Lorsqu’on est fan du magnifique et très intelligent Infernal Affairs, on peut avoir du mal devant la manière dont Scorsese s’approprie et « américanise » son sujet : Les infiltrés reflète le déploiement efficace de la syntaxe scorsesienne, sans qu’on y détecte beaucoup de finesse ni de profondeur.
La cinéphilie, c’est comme toute passion : ça peut régulièrement devenir encombrant. Les Infiltrés fait partie de ces films qui en pâtissent. Qu’on regarde le film pour ce qu’il est au moment de sa sortie, et l’on passera un bon moment, ravis de ce scénario malicieux croisant deux taupes, jeu géant de chats et de souris entre les flics et les mafieux. Tout est convoqué pour nous plaire : le portrait d’une ville, Boston, une BO rutilante à grands coups de classiques des Stones, et des têtes d’affiches qui jubilent à croiser leurs performances.
Les infiltrés est un film poseur, souvent dans le meilleur sens du terme. Sûr de ses effets, il s’impose, par sa longueur, par son sens du montage alterné, par sa virilité à la lisière de la caricature, par le portrait dévorateur du parrain local, un Nicholson qui semble rejoindre presque au dernier moment la filmographie d’un maître qu’il n’avait pas encore à son tableau de chasse.
Puis, on pense au fait qu’il s’agit là d’un remake, d’un très bon, vif et inventif film asiatique, Infernal Affairs, de Andrew Lau et Alan Mak. Et enfin, surtout, que Scorsese est aux commandes.
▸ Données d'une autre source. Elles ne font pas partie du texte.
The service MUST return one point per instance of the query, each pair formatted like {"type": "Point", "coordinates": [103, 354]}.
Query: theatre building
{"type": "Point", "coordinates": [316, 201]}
Et pour peu qu’on connaisse un peu le bonhomme, on a du mal à faire l’économie de sa plantureuse œuvre pour juger cet opus.
Scorsese et la mafia, c’est une longue histoire : du regard attendri et brut de Mean Streets à la complaisance lucide de l’indispensable diptyque Les affranchis / Casino, c’est l’épanchement d’un forme de lyrisme unique : des films qui suscitent à la fois l’admiration et l’effroi, qui fouillent l’intimité humaine du gangster pour en faire une figure complexe, légendaire et faillible, redoutable et minable.
De cette ampleur, Scorsese garde ici la forme : le montage est dosé avec un sens de la dynamique particulièrement percutant, la musique épouse les séquences à la perfection, et l’on retrouve son talent pour les scènes de sommaire qui permettent de constituer un univers sur la durée, particulièrement dans la mise en place des taupes dans leur environnement respectif. Mais il semble s’arrêter là. Les infiltrés est un film performant : grands acteurs, intrigue bien menée, morceaux de bravoure. Des téléphones à clapets aux caméras de surveillances, de la technologie de l’image à celle de l’écoute, le regard omniscient de Scorsese se fait clairement avec jubilation, au service d’un thriller de haut vol. Mais ses personnages ne dépassent pas leurs fonctions, leurs rapports sont assez limités, à l’image de ce triangle amoureux qui relève plus du surlignage des enjeux chez les hommes que d’une finesse ajoutée. Scorsese s’engonce dans une certaine forme d’académisme depuis quelques années, et semble avoir perdu ici sa capacité à saisir la sauvagerie d’un sujet, son potentiel passionnel et répulsif.
Les infiltrés est efficace, bien troussé, mais frustrant : à l’image de ses personnages, son réalisateur semble y jouer undercover.